Я уехал, имея 100 тыс. фр. в обменных векселях и столько же в драгоценностях, один, в своей почтовой коляске с Ледюком на козлах, который любил мчаться во весь опор. Это был испанец, восемнадцати лет, которого я любил за то, что никто не умел причесывать лучше него. Швейцарец-лакей ехал верхом на лошади, служа мне курьером. Это было первого декабря 1759 года. Я взял с собой в коляску l'Esprit Гельвеция, который до той поры у меня не было времени прочесть. Прочитав, я еще больше удивился тому шуму, который был поднят парламентом, который его осудил и сделал все возможное, чтобы навредить автору, очень приятному человеку, в котором было намного больше ума, чем в его книге. Я не нашел ничего нового ни в историческом разделе, относительно национальных нравов, где нашел лишь сказки, ни в области рассуждений применительно к морали. Это были вещи говоренные и переговоренные, и Блез Паскаль сказал намного больше, хотя и с большей осторожностью. Если Гельвеций хочет обосноваться во Франции, ему придется от этого отречься. Он предпочтет сладкую жизнь, которую он там ведет, чести и своей собственной системе, то есть своему собственному уму. Его жена, с душой, гораздо более высокой, чем у мужа, склонилась к тому, чтобы распродать все, что у них было, и обосноваться в Голландии, чем подчиняться позорной палинодии [46] ; но муж счел своим долгом все предпочесть изгнанию.

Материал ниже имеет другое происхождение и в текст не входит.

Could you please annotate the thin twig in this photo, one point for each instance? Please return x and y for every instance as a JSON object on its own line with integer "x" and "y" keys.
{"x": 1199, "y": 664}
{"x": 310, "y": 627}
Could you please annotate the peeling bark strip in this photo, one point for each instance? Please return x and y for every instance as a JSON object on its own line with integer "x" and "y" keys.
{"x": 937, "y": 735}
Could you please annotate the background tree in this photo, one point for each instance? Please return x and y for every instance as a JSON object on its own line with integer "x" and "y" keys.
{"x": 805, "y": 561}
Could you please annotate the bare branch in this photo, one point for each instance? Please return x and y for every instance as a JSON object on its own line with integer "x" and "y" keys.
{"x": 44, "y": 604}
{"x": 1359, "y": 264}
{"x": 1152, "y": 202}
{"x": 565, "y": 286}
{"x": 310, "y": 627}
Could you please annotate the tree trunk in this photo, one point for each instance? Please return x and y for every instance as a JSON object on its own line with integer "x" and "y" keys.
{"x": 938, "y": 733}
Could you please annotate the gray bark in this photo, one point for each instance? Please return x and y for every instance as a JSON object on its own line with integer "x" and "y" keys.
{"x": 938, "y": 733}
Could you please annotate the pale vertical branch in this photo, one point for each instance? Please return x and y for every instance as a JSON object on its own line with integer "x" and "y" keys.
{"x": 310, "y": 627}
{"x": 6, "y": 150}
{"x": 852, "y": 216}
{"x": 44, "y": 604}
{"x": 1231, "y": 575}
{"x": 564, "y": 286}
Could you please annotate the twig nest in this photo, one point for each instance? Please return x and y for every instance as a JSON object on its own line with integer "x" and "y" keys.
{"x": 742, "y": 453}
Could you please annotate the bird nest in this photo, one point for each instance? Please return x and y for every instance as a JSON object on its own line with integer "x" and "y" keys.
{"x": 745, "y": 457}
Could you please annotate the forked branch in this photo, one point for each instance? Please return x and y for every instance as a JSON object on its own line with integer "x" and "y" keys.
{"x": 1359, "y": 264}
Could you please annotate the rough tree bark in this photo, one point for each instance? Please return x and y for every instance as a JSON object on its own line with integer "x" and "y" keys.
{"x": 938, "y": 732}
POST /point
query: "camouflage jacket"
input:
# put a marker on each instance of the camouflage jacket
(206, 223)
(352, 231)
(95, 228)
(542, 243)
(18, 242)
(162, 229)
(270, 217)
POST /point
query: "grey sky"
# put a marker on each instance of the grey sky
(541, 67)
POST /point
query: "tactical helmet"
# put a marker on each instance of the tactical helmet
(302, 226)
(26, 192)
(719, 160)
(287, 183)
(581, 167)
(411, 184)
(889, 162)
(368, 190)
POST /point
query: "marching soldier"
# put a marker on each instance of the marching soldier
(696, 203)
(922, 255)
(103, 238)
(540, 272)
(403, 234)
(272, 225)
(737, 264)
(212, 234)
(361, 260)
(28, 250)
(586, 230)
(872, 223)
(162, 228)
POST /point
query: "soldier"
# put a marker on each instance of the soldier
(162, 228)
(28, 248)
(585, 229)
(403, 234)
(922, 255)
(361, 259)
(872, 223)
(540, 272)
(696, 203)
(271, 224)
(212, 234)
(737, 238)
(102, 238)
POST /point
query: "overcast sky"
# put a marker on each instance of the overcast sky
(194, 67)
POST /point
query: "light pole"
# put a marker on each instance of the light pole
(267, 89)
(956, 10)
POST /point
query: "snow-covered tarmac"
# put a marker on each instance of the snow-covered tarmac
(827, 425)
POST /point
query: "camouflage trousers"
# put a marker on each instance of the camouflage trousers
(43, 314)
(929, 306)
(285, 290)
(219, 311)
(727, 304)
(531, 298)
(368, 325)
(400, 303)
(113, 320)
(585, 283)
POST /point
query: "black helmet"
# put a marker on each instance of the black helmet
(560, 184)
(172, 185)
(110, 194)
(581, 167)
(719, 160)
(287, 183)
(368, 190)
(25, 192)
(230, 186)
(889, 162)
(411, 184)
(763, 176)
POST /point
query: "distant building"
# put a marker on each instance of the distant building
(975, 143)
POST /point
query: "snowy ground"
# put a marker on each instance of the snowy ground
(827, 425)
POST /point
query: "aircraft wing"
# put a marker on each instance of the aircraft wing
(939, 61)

Он бы, возможно, последовал совету своей жены, если бы смог додуматься, что его отречение превратит его книгу в буффонаду. Но сколько сильных умов не ожидали, что он станет сам себе противоречить, чтобы опровергнуть свою систему. Как же так? Потому что человек во всем, что он делает, всегда раб своего собственного интереса, откуда следует, что всякое чувство благодарности — редкость, и никакое действие не может быть сочтено ни достойным, ни недостойным! Жалкая система!
46
отказу от своих убеждений.
Можно было бы показать Гельвецию, что положение, согласно которому во всем, что мы делаем, главной движущей силой является наша собственная выгода, и с ней мы сообразуем все остальное, — это ошибка. Гельвеций отметает, таким образом, добродетель, и это странно. Он сам был весьма порядочен. Возможно ли, что он не осознавал себя человеком благородным? Было бы забавно, если бы то, что заставляло его публиковать свой труд, было бы чувством порядочности. Прав ли он был в таком случае, выставляя себя в неприглядном свете, чтобы избежать греха гордыни? Скромность хороша лишь когда она естественна; если она наигранная или выставляется напоказ из соображений воспитания, она — лишь лицемерие. Я не знал человека большей натуральной скромности, чем знаменитый Даламбер.